The Trudeau Liberals supported the bill but argued that it would seek greater oversight over the operation of Canada’s national security agencies, if and when, they came to power. The party committed, if they won the election, to introduce new legislation that would guarantee that all CSIS warrants would respect the constitution, along with ensuring that Canadians would not be limited from lawful protests and advocacy. The legislation would also limit wiretap power and would provide clarity on what constitutes terrorist activity and propaganda.
However, instead of seeking to amend the bill with the addition of comprehensive and independent judicial oversight, Trudeau’s election platform calls for creation of an all-party committee to monitor and oversee the operations of every government department and agency with national security responsibilities. His proposal therefore subjects security operations to parliamentary politics and partisanship, instead of sober legal precepts and perspective. Hopefully their approach will evolve to judicial oversight, since with the emergence of Big Data analytic techniques, Canadian anti-terror agencies need more substantive legal oversight than ever before.
The second challenge the new Liberal government will face on the privacy front will concern the implementation of the previous government’s new security screening system for public servants.
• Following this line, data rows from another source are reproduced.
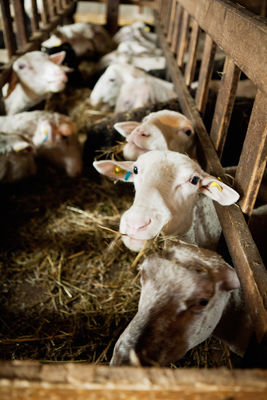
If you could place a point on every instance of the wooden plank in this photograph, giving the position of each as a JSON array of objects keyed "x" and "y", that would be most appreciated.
[
  {"x": 244, "y": 253},
  {"x": 35, "y": 17},
  {"x": 9, "y": 37},
  {"x": 183, "y": 39},
  {"x": 172, "y": 21},
  {"x": 45, "y": 13},
  {"x": 176, "y": 28},
  {"x": 20, "y": 22},
  {"x": 112, "y": 15},
  {"x": 192, "y": 53},
  {"x": 237, "y": 32},
  {"x": 51, "y": 9},
  {"x": 167, "y": 15},
  {"x": 224, "y": 104},
  {"x": 23, "y": 380},
  {"x": 253, "y": 157},
  {"x": 205, "y": 74}
]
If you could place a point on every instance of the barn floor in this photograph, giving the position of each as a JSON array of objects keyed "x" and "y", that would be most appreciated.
[{"x": 68, "y": 286}]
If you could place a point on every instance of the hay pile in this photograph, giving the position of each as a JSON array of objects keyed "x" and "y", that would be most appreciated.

The new screening process for all of Canada’s employees include fingerprinting, along with mandatory credit checks and sweeping Internet profiling. Under old security measures, fingerprinting, along with credit and criminal checks, were only conducted if a prospective employee was dealing with national security or financial transactions. But with the new security screening standard, these checks are now a blanket requirement for all job applicants.
Along with a criminal check, the new screening process for all employees also requires a law enforcement inquiry. This entails gathering data from police databases, including convictions under the Youth Criminal Justice Act, and any records of peace bonds, restraining orders and mental health incidents, whether they resulted in charges or not. Basic reliability status will also require an Internet profile of current and prospective civil servants to gain insight into their ideology, associations and character.
Government employee unions have said that credit and criminal checks, along with fingerprinting and public Internet searches are invasive and unnecessary for most ordinary employees that do not work in intelligence, finance or security. The unions also argue that screening measures force employees to reveal details about their lifestyle and personal choices, which in turn violate “reasonable” expectations of privacy.
The matter, which is before the courts, will be a substantive test of the new Trudeau government on whether it will truly respect both privacy rights and public servants. Expectations are that Trudeau will embrace a more moderate policy on prospective employee profiling. The new government will be eager to demonstrate that it does not distrust its employees, citizens or is disdainful of their respective rights and freedoms.